Replicable empirical machine learning research
Abstract: In the absence of mathematical theory addressing complex real-life settings beyond simplifying assumptions, the behavior and performance of machine learning methods often has to be addressed by applying them to real or simulation data and observing what happens. In this sense, methodological machine learning research can be viewed as an empirical science. Are the results published in this field reliable? When authors claim that their (new) method performs better than existing ones, should readers trust them? Is an independent study likely to obtain similar results? The answer to all these questions is probably „not always“. The so-called replication crisis in science has drawn increasing attention across empirical research fields such as medicine or psychological science. What about good practice issues in methodological empirical research – that considers methods as research objects? When developing and evaluating new machine learning methods, do we adhere to good practice principles typically promoted in other fields? I argue that the machine learning community should make substantial efforts to address what may be called the replication crisis in methodological research, in particular by trying to avoid bias in comparison studies based on simulated or real data. I discuss topics such as publication bias, cherry-picking/over-optimism, experimental design and the necessity of neutral comparison studies, and review recent positive developments towards more reliable empirical evidence. Benchmark studies comparing statistical learning methods with a focus on high-dimensional biological data will be used as examples.
Bio: Anne-Laure Boulesteix obtained a diploma in engineering from the Ecole Centrale Paris, a diploma in mathematics from the University of Stuttgart (2001) and a PhD in statistics (2005) from the Ludwig Maximilian University (LMU) of Munich. After a postdoc phase in medical statistics, she joined the Medical School of the University of Munich as a junior professor (2009) and professor (2012). She is working at the interface between biostatistics, machine learning and medicine with a particular focus on metascience and evaluation of methods. She is part of the Munich Center of Machine Learning, steering committee member of the STRATOS initiative, founding member of the LMU Open Science Center and president of the German Region of the International Biometric Society.
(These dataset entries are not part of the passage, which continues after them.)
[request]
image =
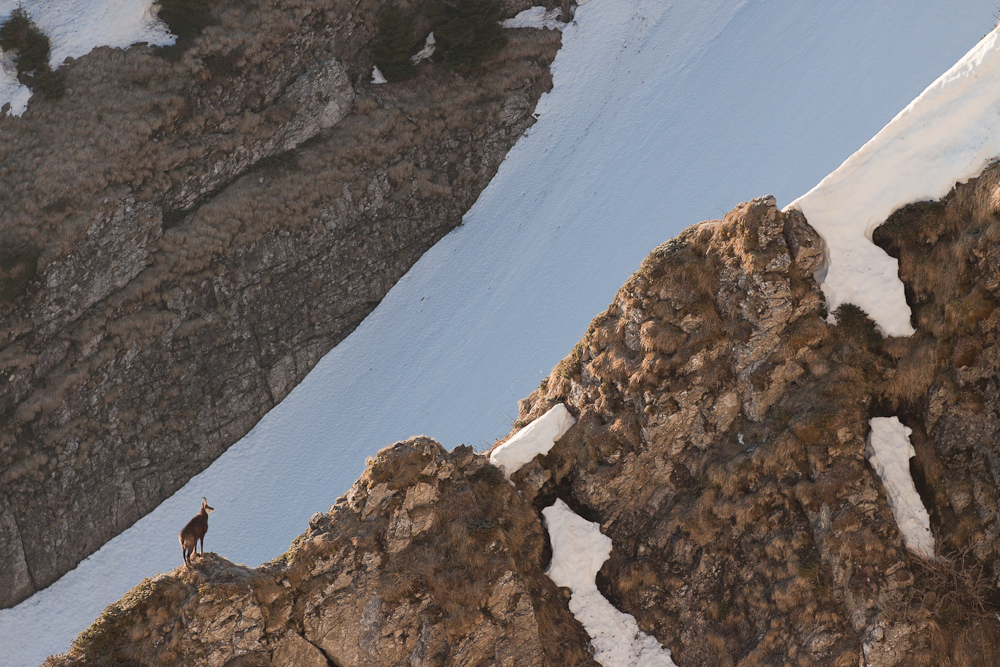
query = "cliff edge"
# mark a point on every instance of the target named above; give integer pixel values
(728, 439)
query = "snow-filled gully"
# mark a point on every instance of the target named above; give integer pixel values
(948, 134)
(890, 454)
(579, 549)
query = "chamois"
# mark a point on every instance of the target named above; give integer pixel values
(195, 531)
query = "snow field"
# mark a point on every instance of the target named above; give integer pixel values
(536, 438)
(74, 28)
(536, 17)
(890, 458)
(579, 549)
(948, 134)
(661, 114)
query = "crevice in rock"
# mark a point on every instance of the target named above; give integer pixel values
(20, 538)
(329, 661)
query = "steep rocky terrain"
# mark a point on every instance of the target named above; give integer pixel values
(720, 442)
(185, 234)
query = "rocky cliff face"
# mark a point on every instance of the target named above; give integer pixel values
(181, 241)
(431, 559)
(721, 442)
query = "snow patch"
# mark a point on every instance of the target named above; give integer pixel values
(426, 52)
(948, 134)
(891, 451)
(578, 552)
(74, 28)
(536, 17)
(536, 438)
(640, 117)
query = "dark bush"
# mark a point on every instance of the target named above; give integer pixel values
(856, 325)
(19, 34)
(467, 32)
(490, 474)
(17, 268)
(51, 84)
(186, 19)
(394, 44)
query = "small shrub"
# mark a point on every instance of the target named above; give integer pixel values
(51, 84)
(467, 32)
(393, 45)
(19, 34)
(186, 19)
(480, 524)
(17, 268)
(490, 474)
(856, 325)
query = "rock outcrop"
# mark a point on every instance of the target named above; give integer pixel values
(181, 240)
(721, 443)
(432, 558)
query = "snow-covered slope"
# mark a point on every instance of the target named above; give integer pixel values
(662, 114)
(74, 27)
(948, 134)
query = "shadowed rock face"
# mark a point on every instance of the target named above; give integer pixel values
(431, 559)
(181, 242)
(721, 443)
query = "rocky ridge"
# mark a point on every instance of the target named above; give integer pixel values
(181, 240)
(721, 443)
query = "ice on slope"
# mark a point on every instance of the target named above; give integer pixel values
(579, 549)
(536, 17)
(890, 456)
(948, 134)
(74, 28)
(536, 438)
(661, 114)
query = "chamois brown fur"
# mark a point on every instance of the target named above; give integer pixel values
(194, 531)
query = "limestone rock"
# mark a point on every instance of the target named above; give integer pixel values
(182, 240)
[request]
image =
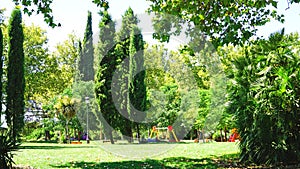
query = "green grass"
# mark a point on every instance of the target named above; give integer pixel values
(105, 155)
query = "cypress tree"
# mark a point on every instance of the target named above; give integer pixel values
(129, 20)
(105, 71)
(15, 75)
(1, 69)
(86, 61)
(137, 87)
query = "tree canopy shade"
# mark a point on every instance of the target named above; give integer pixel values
(15, 74)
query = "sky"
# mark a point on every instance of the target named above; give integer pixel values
(72, 14)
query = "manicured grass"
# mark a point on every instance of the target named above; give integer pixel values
(121, 155)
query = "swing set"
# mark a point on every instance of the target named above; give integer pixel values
(156, 131)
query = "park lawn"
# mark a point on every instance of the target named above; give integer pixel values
(105, 155)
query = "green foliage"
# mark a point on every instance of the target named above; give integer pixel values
(81, 90)
(41, 69)
(104, 75)
(7, 146)
(223, 21)
(86, 61)
(38, 6)
(15, 74)
(106, 36)
(264, 94)
(1, 69)
(66, 55)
Reproducibility and replicability of computer simulations
Abstract: Since the early days of the reproducibility crisis, much progress has been made in understanding and improving computational reproducibility and replicability (R&R). What have we accomplished so far, and what remains to be done? I will concentrate on the state of R&R in computer simulations, i.e. experiments on computational models, leaving aside the additional complications of dealing with observational data.
The questions I will address include: Should computer simulations be made reproducible? Why? At what cost? To the last bit, or on a “good enough” basis? Can we ensure reproducibility without repeating lengthy computations? Is replicability more or less important than reproducibility in scientific practice? How replicable are computer simulations today? What are the obstacles to better replicability?
Bio: Konrad Hinsen is a CNRS researcher at the Centre de Biophysique Moléculaire in Orléans and at the Synchrotron SOLEIL in Saint Aubin (France). His main field of research is computational biophysics, and in particular the structure and dynamics of proteins. A long-standing interest in improving the practices in computational science has lead him to research on scientific computing and to the development of software tools. In 1995, he was a co-founder of the Numerical Python project, which started the Scientific Python ecoystem inside which he then developed tools for molecular simulation. Today he is a contributor to the Guix project, focusing on its use in reproducible computations. He is also a co-author of two MOOCs on reproducible computational research, and a co-founder of the journal “ReScience C” that publishes replication work in computational science.